Dryad datasets

What is Dryad?

Dryad is a public, curated data repository where researchers publish the datasets that support a scientific study. In many cases, journals (or funders) require authors to make data available, and Dryad is one common way they do that.

Dryad records typically include:

A dataset title and description (metadata)
One or more data files (often .csv, .tsv, .xlsx, or a .zip containing files)
A DOI (a permanent identifier) so the dataset can be cited
License terms describing how the data can be reused

How Dryad relates to journal articles

A Dryad dataset is usually connected to a specific peer-reviewed journal article.

The journal article explains the scientific background, methods, and interpretation.
The Dryad dataset provides the underlying files that were analyzed in that article.

You should assume that you will need both:

Use the Dryad page to download the data.
Use the journal article (or at least the methods + data descriptions) to understand what the variables mean, how sampling was done, and what each row represents.

In practice:

If you find an interesting article first, look for a “Data Availability” statement and follow the link to the dataset.
If you find an interesting dataset first, look for the “Related publication” on the Dryad page and skim the article.
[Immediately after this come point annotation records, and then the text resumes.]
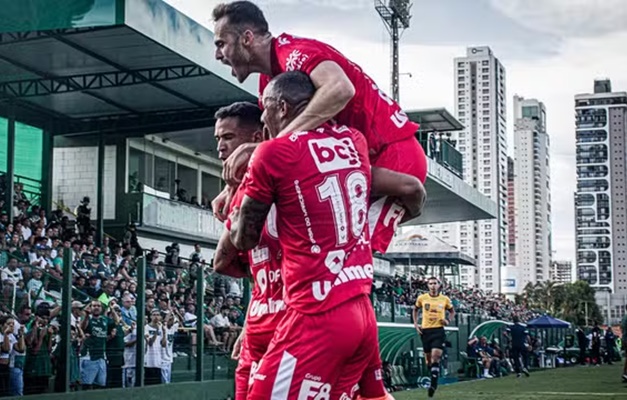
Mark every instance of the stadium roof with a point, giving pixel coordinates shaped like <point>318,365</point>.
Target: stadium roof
<point>86,66</point>
<point>435,120</point>
<point>426,250</point>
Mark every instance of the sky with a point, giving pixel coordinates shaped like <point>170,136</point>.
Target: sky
<point>551,50</point>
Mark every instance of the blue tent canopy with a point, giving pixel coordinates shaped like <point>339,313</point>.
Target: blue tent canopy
<point>546,321</point>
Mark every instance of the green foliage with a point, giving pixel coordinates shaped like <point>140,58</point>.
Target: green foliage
<point>566,301</point>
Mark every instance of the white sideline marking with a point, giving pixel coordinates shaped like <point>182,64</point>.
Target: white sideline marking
<point>400,325</point>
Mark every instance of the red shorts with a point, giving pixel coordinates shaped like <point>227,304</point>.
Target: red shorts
<point>371,385</point>
<point>318,356</point>
<point>253,348</point>
<point>408,157</point>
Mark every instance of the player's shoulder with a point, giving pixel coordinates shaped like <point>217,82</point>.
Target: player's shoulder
<point>293,52</point>
<point>288,41</point>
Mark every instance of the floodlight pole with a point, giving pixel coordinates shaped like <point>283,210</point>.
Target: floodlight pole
<point>395,72</point>
<point>395,16</point>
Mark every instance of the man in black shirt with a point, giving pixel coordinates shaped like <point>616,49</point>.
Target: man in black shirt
<point>610,343</point>
<point>596,344</point>
<point>582,341</point>
<point>518,338</point>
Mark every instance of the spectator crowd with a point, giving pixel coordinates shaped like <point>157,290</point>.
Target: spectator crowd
<point>104,313</point>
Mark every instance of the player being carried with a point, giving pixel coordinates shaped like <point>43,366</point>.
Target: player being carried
<point>236,125</point>
<point>319,182</point>
<point>343,93</point>
<point>432,307</point>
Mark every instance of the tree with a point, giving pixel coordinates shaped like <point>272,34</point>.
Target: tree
<point>568,301</point>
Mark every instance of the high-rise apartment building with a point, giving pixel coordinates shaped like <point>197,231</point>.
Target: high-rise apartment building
<point>511,214</point>
<point>480,106</point>
<point>561,271</point>
<point>601,198</point>
<point>532,199</point>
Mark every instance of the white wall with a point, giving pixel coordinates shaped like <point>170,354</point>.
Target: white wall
<point>75,175</point>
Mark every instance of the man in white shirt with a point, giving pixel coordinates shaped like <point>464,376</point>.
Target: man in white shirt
<point>155,334</point>
<point>11,273</point>
<point>130,357</point>
<point>167,354</point>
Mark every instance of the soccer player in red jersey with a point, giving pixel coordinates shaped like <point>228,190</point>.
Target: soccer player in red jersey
<point>319,181</point>
<point>237,124</point>
<point>343,93</point>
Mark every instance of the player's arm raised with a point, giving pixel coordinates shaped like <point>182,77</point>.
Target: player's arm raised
<point>247,223</point>
<point>333,92</point>
<point>451,315</point>
<point>227,259</point>
<point>409,189</point>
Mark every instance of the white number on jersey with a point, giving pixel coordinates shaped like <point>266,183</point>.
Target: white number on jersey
<point>356,187</point>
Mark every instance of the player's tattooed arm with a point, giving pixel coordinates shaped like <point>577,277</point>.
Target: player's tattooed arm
<point>247,223</point>
<point>409,189</point>
<point>227,260</point>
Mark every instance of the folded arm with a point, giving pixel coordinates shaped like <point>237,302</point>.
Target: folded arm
<point>248,222</point>
<point>407,188</point>
<point>227,259</point>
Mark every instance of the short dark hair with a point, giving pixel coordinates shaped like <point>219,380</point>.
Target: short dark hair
<point>243,14</point>
<point>293,87</point>
<point>247,113</point>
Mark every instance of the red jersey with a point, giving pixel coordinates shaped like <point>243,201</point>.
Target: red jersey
<point>320,183</point>
<point>378,117</point>
<point>266,308</point>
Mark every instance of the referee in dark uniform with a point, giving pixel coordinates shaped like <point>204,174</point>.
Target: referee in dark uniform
<point>519,335</point>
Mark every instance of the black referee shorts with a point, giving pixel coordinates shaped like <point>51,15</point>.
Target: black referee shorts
<point>433,338</point>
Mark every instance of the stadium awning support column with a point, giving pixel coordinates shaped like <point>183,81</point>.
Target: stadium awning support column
<point>200,324</point>
<point>47,158</point>
<point>10,164</point>
<point>99,192</point>
<point>140,304</point>
<point>66,318</point>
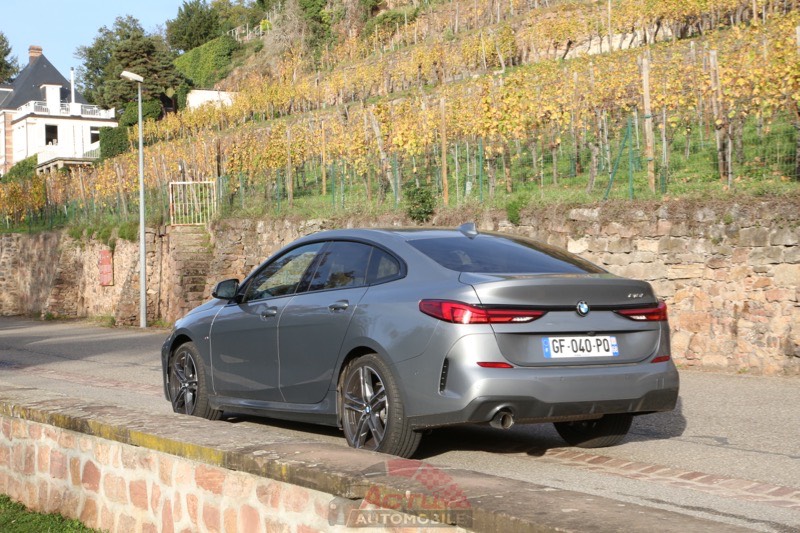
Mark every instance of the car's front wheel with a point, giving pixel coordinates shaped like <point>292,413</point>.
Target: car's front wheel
<point>601,433</point>
<point>372,409</point>
<point>188,391</point>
Why Dryad is a good source for the EDA project

Dryad can be a strong fit for the EDA project because many datasets are:

Real research data (not toy examples)
Rich enough for multiple plots and questions
Licensed for reuse
Documented (sometimes very well, sometimes not)

However, quality varies a lot. Your job is to find a dataset that is usable within the time constraints of the course.

Tips for searching Dryad effectively

Start with topics, not with species names

Search terms that often work well:

Study system or field: grassland, wetland, forest, urban, stream
Methods: camera trap, point count, mark recapture, telemetry, eDNA
Data structure: time series, trait, occurrence, survey, monitoring
Environmental drivers: temperature, precipitation, nutrients, land cover

Species names can work, but topic/method searches tend to surface datasets with clearer analytical structure.

Use Dryad filters and metadata fields

On Dryad, use filters (when available) to narrow results by:

Year
Subject area
File type / number of files (sometimes a proxy for “substantial dataset”)

When you open a Dryad record, pay attention to:

The dataset description (is it specific and informative?)
The file list (are they in usable formats?)
The related publication link (does it clearly explain the data?)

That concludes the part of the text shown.